U.S. Grants Visa for Iran's New President to Visit U.N.
Wednesday, September 7, 2005
Despite initial legal objections from the Department of Homeland Security, the Bush administration yesterday granted a visa to Iran's new president, Mahmoud Ahmadinejad, to attend the opening next week of the U.N. General Assembly, according to the State Department.
Technically, Ahmadinejad was found ineligible for a visa under immigration laws that prohibit the issuance of a U.S. visa if there is "reason to believe" that the applicant has ever been involved in activity that supports or furthers terrorism, a senior State Department official said.
The Bush administration has been probing whether Ahmadinejad, a conservative elected in an upset in June, was involved in the 1979-81 seizure of the U.S. Embassy in Tehran. The student-led takeover resulted in the holding of 52 American hostages for 444 days.
The issue arose when half a dozen former hostages said they recognized Ahmadinejad as one of the student leaders, a charge denied by Tehran and disputed by several other former hostages.
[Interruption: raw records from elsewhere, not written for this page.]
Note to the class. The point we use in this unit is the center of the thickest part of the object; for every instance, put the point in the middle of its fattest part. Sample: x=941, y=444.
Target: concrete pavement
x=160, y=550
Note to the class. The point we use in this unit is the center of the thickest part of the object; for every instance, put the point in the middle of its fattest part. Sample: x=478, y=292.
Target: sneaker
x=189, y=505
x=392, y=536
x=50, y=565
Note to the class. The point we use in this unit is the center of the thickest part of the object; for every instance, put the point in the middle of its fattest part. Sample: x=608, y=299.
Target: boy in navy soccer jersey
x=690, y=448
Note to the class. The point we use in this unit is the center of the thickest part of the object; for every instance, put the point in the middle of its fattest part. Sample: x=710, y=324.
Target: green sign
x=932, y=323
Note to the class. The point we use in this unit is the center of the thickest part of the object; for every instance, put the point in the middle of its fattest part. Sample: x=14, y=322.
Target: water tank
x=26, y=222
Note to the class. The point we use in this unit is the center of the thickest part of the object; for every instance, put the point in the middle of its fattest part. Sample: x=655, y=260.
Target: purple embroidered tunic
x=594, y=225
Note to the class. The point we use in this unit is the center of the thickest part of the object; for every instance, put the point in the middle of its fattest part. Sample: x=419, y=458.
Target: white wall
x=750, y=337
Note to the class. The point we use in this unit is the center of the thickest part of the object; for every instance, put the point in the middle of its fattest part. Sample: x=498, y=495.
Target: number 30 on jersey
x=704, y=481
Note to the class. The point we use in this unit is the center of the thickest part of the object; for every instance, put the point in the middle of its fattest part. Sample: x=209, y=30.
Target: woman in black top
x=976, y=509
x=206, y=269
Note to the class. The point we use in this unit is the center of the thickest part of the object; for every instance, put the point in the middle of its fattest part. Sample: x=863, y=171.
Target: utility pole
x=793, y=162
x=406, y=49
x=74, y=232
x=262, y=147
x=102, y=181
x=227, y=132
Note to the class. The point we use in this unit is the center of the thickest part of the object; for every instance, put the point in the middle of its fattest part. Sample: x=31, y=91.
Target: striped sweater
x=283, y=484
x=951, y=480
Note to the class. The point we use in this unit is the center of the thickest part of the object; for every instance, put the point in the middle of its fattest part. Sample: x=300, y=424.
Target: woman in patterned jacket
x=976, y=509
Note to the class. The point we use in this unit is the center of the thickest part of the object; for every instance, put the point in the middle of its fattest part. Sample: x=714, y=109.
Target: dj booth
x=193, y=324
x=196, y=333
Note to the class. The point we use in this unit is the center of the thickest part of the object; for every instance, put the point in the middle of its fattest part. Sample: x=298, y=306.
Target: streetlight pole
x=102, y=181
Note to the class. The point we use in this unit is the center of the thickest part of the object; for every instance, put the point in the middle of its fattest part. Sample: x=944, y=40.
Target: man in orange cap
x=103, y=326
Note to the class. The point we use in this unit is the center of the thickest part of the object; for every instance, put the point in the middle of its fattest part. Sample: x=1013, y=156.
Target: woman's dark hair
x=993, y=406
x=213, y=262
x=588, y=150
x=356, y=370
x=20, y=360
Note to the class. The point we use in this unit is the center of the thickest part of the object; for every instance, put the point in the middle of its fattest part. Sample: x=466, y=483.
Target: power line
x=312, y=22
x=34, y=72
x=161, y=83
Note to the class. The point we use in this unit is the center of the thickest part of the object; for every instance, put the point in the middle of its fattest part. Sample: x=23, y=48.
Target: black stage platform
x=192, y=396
U.S. intelligence officials have since circulated a report that said he may actually have opposed the takeover because of fears at the time about the neighboring Soviet Union.
At the State Department's request, Homeland Security waived the ineligibility ruling to allow Ahmadinejad, as a head of state, to attend the largest gathering of world leaders ever, the department official said. At the same time, the official said, the administration will call on Iran to address U.S. queries about Ahmadinejad's activities during the embassy takeover and "clear up the remaining questions."
The United States has never turned down a visa request for a head of state -- including for Cuban President Fidel Castro -- to attend the opening session of the U.N. General Assembly, the official said.